Huggins Technical Lost in Translation - WVU Football, WVU Basketball, News - Mountaineer Sports

Huggins Technical Lost in Translation


There are many times that Bob Huggins directs his fury at players on the court for any number of mistakes and to an outside observer, it can look quite terrifying.

You might wonder how you would react if the wrath were shot at you rather than one of the Mountaineers and on Monday, we found out that Sean Corbin reacts by calling a technical foul.

Only Huggins hadn't yelled at Corbin – not yet at least.

"I have had in my career, obviously, a bunch of technical, and I have never had one for yelling at a player for not making a rotation," Huggins said after the 72-66 loss to Pittsburgh. "I was yelling at him and this guy Ts me from across the court, and I am yelling at Truck. He couldn't have even thought I was yelling at him. He was not even in my field of vision."

Some believed that Corbin mistook the word "truck," as in Truck Bryant, for one that rhymes and features one less letter. 

That couldn't have been the only part of his rant to get lost in translation, though, as these ears clearly made out a reference to a player having done something wrong for four years. Bryant and Kevin Jones are the only two who are even eligible for that distinction, and the senior guard acknowledged his part in the confusion.

"Turk's [Deniz Kilicli] man drove by Turk, K.J. stepped over, I was supposed to rotate and drop down, so Huggs was telling me, ‘That's your rotation, Truck! That's your rotation!'" says Bryant. "I guess the ref thought he was talking to him, but he was talking to me the whole time."

Bryant immediately threw his arms in the air and began to protest the call, begging the official to understand that he missed an assignment and had been called out for it.
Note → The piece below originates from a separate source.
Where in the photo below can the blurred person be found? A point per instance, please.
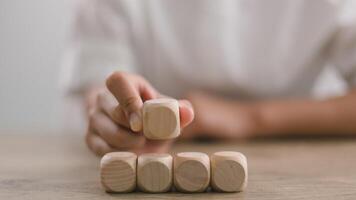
(242, 69)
"I was trying to tell [Corbin], I'm the talking captain on the team and I'm allowed to talk to the refs, so I tried to tell him, but he said he wasn't trying to hear it," says Bryant. "He said that Coach was on the court yelling, so that's what led to the technical."

Huggins called for a timeout, his team trailing 39-31, and tried his hardest to get Corbin – or any of the officials – to understand that he was only giving a stern teaching point to his senior.

While his explanation fell on deaf ears, associate head coach Larry Harrison led the start of the team's timeout.

Another official on the court, Pat Driscoll, said that the call could have been overturned if it was determined that Huggins had said what he claimed to have said, but in this case it was his word against Corbin as neither Driscoll nor Ed Corbett heard what was said.

Referee will trump head coach in that situation.

"I can't talk to my kids?" Huggins asked Corbin multiple times during an offensive possession when the official was near the WVU bench.

There are times when a technical foul is a boost of energy for the team whose coach draws it, used to fire up what had become a lazy outfit. This was not the case against the Panthers.

The Mountaineers trailed by 10 points following the subsequent free throws.

"That just changed around the game, gave them more easy points. They were making free throws," says freshman guard Jabarie Hinds.

Fans went out of their minds at the technical foul and it seemed like there could have been something to feed off of with the life the crowd was given in those moments, but the Mountaineers could never pull close enough without then letting the Panthers pad their lead yet again.

There will be no conversations within the locker room that a technical foul with nearly 18 minutes left in the game decided its outcome, but just two days removed from a missed goaltending call, any sort of issue with an official was unwelcome.